Alan steps right in, saying: “She had to work. She had all these kids to support, and Andy practically left her with nothing.”
By then, her two oldest children were out starting families of their own. Marci, the second oldest at 43 with two grown children — including one serving with the U.S. Air Force in Kuwait — says her father’s death shaped her mother into the family rock.
“It just seemed like she tightened up the belt, white-knuckled it, and did what she had to do,” Marci said. “She was a very strict, independent lady, and I’ve become the same way because of her.”
Anna said, “She’s really intuitive when it comes to people. Of all my friends, she knew the good ones and the bad ones. She knew who was up to no good. But she’s also very open-minded and giving. She’s almost spiritual that way.”

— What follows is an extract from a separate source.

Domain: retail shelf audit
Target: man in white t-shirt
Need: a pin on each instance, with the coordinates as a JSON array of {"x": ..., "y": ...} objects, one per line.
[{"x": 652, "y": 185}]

Ollie was also the type of mom who, though strict — though not necessarily with the three youngest ones, says Marci, laughing — would take on all comers over her children.
Marci remembers a family picnic and softball game when she was a teenager in which she got into an argument with an adult from another family. Things got heated and “my mom tore out there onto the field and got right in her face. It was one of those moments you realize how much your mom cares about you.”
Alan, who has 14 adopted children, remembers calling home once after being arrested on a case of mistaken identity that was later dropped. “She said, ‘Let me talk to those guys down there. You’re not a criminal.’”
“That’s my mom,” Alan said. “We can fight with each other all we want, but you better not get in the middle.”
“These kids will tell you I put the fear of God into them,” Ollie said, pausing before breaking into a laugh. “I punched out David once.” She looks at Alan, shaking a small fist. “I punched you out, too.”
The topic of discipline seems to be a never-ending source of amusement for the Armstrongs. Daughter Hollie, 40, says that when the children would get too rowdy in the family station wagon, Ollie would promise spankings all around when they got home.
“We’d try to be quiet so she’d forget,” said Hollie. “But then Billie Joe would always cry about it. Billie Joe could never keep his mouth shut.”
Whenever the topic switches to another member of the Armstrong clan, Ollie is off the sofa, grabbing a photo for visual effect. She picks up last year’s Christmas card showing Billie Joe’s two sons, explaining that their dad is also an assistant baseball coach. “That little one hit it over the fence,” she said. “Billie Joe called me the other day and said ‘Mom, you wouldn’t have believed it.’
“He’s a good dad. All my kids are good parents.”
The baseball coach, obviously, gets a lot of attention. But the Armstrong home sports less evidence of Billie Joe’s success with Green Day than your average 17-year-old fan — aside from the Green Day lunchbox in a corner. OK, and the gold record over the living room piano. And the Madison Square Garden poster in a bedroom.
OK … and the car in the garage.
“(When Green Day got big), he offered to buy me a new house,” Ollie said proudly. “I don’t want a new house.” She pauses, then points toward the garage. “But he keeps me well supplied in cars. He just gave me a Lexus.”
Which may or may not stick out in the suburban East Bay neighborhood — the inspiration for much of Green Day’s last record, the Grammy-winning “American Idiot.” Billie Joe gave her one of his Grammies, but she gave it back, not wanting it to be stolen.
Even more cherished is her copy of “Look for Love,” a single recorded by 5-year-old Billie Joe by the owners of nearby Fiatarone’s music store, whose owners “discovered” him when Ollie took him in for piano lessons. “‘New York, New York,’ you should’ve heard him sing that,” she said. Her smile gets bigger as she remembers what her son did after receiving his first big paycheck in 1995.
“When their first record came out, I was working at Ember’s, and he and his wife came and got me and said ‘You’ve got to come outside.’ I said I was working and he’d have to wait. Finally, I went out and there was a 1995 Acura in the parking lot with a red bow around it.
“He supports me. I don’t have to work. I get what I want. But I quit for a year and couldn’t stand it. I tried traveling. I go away, but I want to come home.”
Which won’t stop her from spending Mother’s Day at Disneyland with Hollie, Anna and five grandchildren. She has gone to award shows and met celebrities such as Wynona Ryder and Matthew Fox from “Lost,” although she admits often not knowing who they are until later. She sometimes receives visits from Green Day fans at the restaurant, including a kid who once came from New Jersey.
Nobody expects her to stop being at Ember’s any time soon.
“I don’t like being alone,” she said. “I’m getting used to it now, but I work. How long? Forever. As long as I can carry dishes. I’m healthy as hell. The only thing I worry about is if something happens to me. I’m afraid that’ll split (the family) up.”
Considering how many years she has spent keeping them glued together, that hardly seems likely.